Wan2.1 is an open-source video generation model developed by Alibaba.

It is an impressive model that can be said to be the catalyst for full-scale video generation in the open-source community.

It supports three modes: text2video, image2video, and FLF2V. It can also be used as an image generation model by generating only 1 frame.

Although it is a minor detail, this does not mean that "video generation includes image generation", but rather that it is a video generation model designed from the start to be capable of image generation as well.

Two model sizes, 1.3B and 14B, are available, but since 1.3B lacks performance and is rarely used, we will only use 14B here.


Recommended Settings

  • Recommended Resolution
    • 480p (854×480) - 720p (1280×720)
  • Maximum Number of Frames
    • 81 frames
  • FPS
    • Often output around 16fps

Since 16fps often results in slow-motion video, adjust it by saving at 24fps or dropping frames.


Model Download

📂ComfyUI/
└── 📂models/
    ├── 📂diffusion_models/
    │   ├── wan2.1_t2v_14B_fp8_e4m3fn.safetensors
    │   ├── wan2.1_i2v_720p_14B_fp8_e4m3fn.safetensors
    │   └── wan2.1_flf2v_720p_14B_fp8_e4m3fn.safetensors
    ├── 📂text_encoders/
    │   └── umt5_xxl_fp8_e4m3fn_scaled.safetensors
    ├── 📂unet/
    │   ├── wan2.1-t2v-14b-XXXX.gguf          ← Only when using gguf
    │   ├── wan2.1-i2v-14b-720p-XXXX.gguf     ← Only when using gguf
    │   └── wan2.1-flf2v-14b-720p-XXXX.gguf   ← Only when using gguf
    └── 📂vae/
        └── wan_2.1_vae.safetensors

If you want to use the fp16 / bf16 version, please read the file names above as needed. The basic placement path is the same.


text2video

This is the basic text2video workflow for Wan2.1.

Wan2.1_text2video_14B.json
  • 🟦 Shift in the ModelSamplingSD3 node is a parameter that affects the magnitude of movement.

    • Moving it up increases the camera work and changes in the subject, but if it is too high, it causes collapse. For now, leaving it at 8 should be fine.
    • cf. Wan2.1 parameter sweep

Quality Improvement Techniques

Although it is not noticeably different, a technology that improves quality with almost no downside is implemented as a core node, so let's use it.
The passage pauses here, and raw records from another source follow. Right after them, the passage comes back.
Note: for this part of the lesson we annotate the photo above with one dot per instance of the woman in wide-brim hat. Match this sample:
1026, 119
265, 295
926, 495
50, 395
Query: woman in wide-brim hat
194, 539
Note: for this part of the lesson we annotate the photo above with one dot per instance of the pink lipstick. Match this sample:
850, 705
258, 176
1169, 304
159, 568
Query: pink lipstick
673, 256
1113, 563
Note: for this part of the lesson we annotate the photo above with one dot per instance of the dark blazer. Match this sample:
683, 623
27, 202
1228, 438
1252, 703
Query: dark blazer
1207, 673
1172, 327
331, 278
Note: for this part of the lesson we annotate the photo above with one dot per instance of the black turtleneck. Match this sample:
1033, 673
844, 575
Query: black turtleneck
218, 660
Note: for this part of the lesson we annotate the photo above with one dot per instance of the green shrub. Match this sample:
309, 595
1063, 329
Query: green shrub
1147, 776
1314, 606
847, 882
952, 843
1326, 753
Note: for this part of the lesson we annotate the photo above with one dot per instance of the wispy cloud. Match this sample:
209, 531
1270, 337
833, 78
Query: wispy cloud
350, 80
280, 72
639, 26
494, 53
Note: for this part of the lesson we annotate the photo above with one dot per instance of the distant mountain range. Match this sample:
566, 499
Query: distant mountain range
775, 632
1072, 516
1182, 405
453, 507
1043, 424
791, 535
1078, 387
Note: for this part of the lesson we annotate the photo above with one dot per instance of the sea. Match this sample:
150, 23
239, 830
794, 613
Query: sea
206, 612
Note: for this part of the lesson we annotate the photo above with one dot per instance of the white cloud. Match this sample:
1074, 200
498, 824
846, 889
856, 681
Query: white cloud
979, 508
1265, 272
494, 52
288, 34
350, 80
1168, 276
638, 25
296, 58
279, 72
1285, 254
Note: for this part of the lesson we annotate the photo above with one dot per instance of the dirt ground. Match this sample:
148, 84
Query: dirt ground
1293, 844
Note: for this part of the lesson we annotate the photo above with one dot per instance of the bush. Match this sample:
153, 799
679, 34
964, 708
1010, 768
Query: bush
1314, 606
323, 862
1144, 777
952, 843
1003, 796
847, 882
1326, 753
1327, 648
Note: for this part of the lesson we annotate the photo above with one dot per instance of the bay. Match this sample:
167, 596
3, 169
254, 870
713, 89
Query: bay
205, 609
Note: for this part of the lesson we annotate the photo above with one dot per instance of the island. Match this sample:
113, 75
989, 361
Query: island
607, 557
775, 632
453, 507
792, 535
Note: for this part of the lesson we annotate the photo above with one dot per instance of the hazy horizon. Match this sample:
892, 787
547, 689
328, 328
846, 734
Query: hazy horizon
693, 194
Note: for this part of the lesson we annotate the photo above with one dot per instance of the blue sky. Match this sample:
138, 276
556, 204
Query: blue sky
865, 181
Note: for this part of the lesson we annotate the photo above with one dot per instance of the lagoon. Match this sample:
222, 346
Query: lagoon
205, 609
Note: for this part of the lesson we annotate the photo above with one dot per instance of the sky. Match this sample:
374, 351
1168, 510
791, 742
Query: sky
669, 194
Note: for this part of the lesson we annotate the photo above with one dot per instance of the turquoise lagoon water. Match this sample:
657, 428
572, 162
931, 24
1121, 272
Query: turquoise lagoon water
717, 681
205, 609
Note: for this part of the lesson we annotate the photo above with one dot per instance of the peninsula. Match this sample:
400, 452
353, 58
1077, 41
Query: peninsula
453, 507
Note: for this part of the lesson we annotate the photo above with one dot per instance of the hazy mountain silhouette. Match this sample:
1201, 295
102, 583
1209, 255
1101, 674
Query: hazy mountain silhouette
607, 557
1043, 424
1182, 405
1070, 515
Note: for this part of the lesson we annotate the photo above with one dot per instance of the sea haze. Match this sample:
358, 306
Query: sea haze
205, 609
Wan2.1_text2video_14B_imp.json
  • 🟦 UNetTemporalAttentionMultiply

    • Reinforces consistency between frames and suppresses flickering.
  • 🟦 CFG-Zero

    • Prevents breakdown due to excessive correction by weakening CFG early in sampling.

image2video

When given an image, it generates a continuation from that image.

Wan2.1_image2video_14B.json
  • 🟩 Input an appropriately resized image into both CLIP Vision Encode and WanImageToVideo.

FLF2V (First–Last Frame to Video)

Give two images and generate a video so that the gap between them is filled naturally.

Wan2.1_FLF2V_14B.json
  • 🟩 Batch two images and input them into the WanFirstLastFrameToVideo node.

Self Forcing (Fast Generation)

This is originally a technique for real-time video generation, but in ComfyUI, we use it as a speed-up method by simply generating a few steps.

Model Download

📂ComfyUI/
└── 📂models/
    └── 📂loras/
        ├── Wan21_T2V_14B_lightx2v_cfg_step_distill_lora_rank64.safetensors
        └── Wan21_I2V_14B_lightx2v_cfg_step_distill_lora_rank64.safetensors

workflow

Wan2.1_text2video_14B_Self-Forcing.json
  • Load LoRA with the LoraLoaderModelOnly node.
  • Set steps in KSampler to 4 - 8 and CFG to 1.0.

Self Forcing is an option for "when you want to run it fast anyway". Degradation is large, although not unacceptable.


Image Generation

Simply generate a video with 1 frame using the text2video workflow.

Wan2.1_text2image_14B.json